Please note this is an archived topic, so it is locked and unable to be replied to. You may, however, start a new topic and refer to this topic with a link: http://www.banjohangout.org/archive/383298

tbchappe - Posted - 05/19/2022:  04:30:15


I thought this might be an interesting topic. Has there ever been evidence of the manufacturer marrying 2 unmatched part numbers or seriel numbers on a banjo? Whether by accident (we do this a few times a year in automotive manufacturing) or on purpose because someone wants some combination of neck length and pot size that isn't offered as standard? I know that the majority of these occurrences are done well after the banjo(s) were sold, and were later taken apart. I also realize that manufacturers would custom make banjos for customers and match the serial numbers. At some point though, was there ever an instance of, "well these two parts fit. Here you go," from parts that were lying around?

I ask because I now own a couple of banjos with pot to rim marriages. I don't mind it, they fit well, and they play beautifully. One is a 1910s Vega Tu-ba-phone, which I imagine is Frankensteined from a desired 10-15/16" Tu-ba-phone tenor pot to a 5 string neck from some less desired, larger rim Tu-ba-phone. The other is a recently acquired, very early banjo (1840s-1850s) by Boucher. The neck dowel are marked "VI" while the Rim is marked "XV."

I know that Hank Schwartz also owns a Frankenstein Boucher neck and rim, based on discussions about one that was on eBay nearly 15 years ago.



Blaine


Edited by - tbchappe on 05/19/2022 07:39:41




Joel Hooks - Posted - 05/19/2022:  05:52:03


I have a Gatcomb that the serial number on the rim is one off of the rest of the banjo. Clearly a final assembly mistake.

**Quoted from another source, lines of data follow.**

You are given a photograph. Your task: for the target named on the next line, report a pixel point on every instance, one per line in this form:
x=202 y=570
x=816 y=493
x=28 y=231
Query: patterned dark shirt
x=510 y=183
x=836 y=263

When we talk about numbers there are two subjects. Serial numbers and factory lot numbers. Some manufacturers that make their own instruments used the serial number to keep the parts together during the various processes. I had a tubaphone that had the serial number scratched or stamped on the ring, hoop, rim, and neck. I also have Stewarts with the last three numbers of the serial number scratched inside the hoop.

Then there are lot numbers which tend to confuse people. These are used as controls to keep the parts together during manufacturing and usually don't go over 2 digits. Banjos are made in batches and once a batch is done the next batch is marked with the same series of numbers. We see these on jobber banjos like Baystate and Buckbee/R&L, etc..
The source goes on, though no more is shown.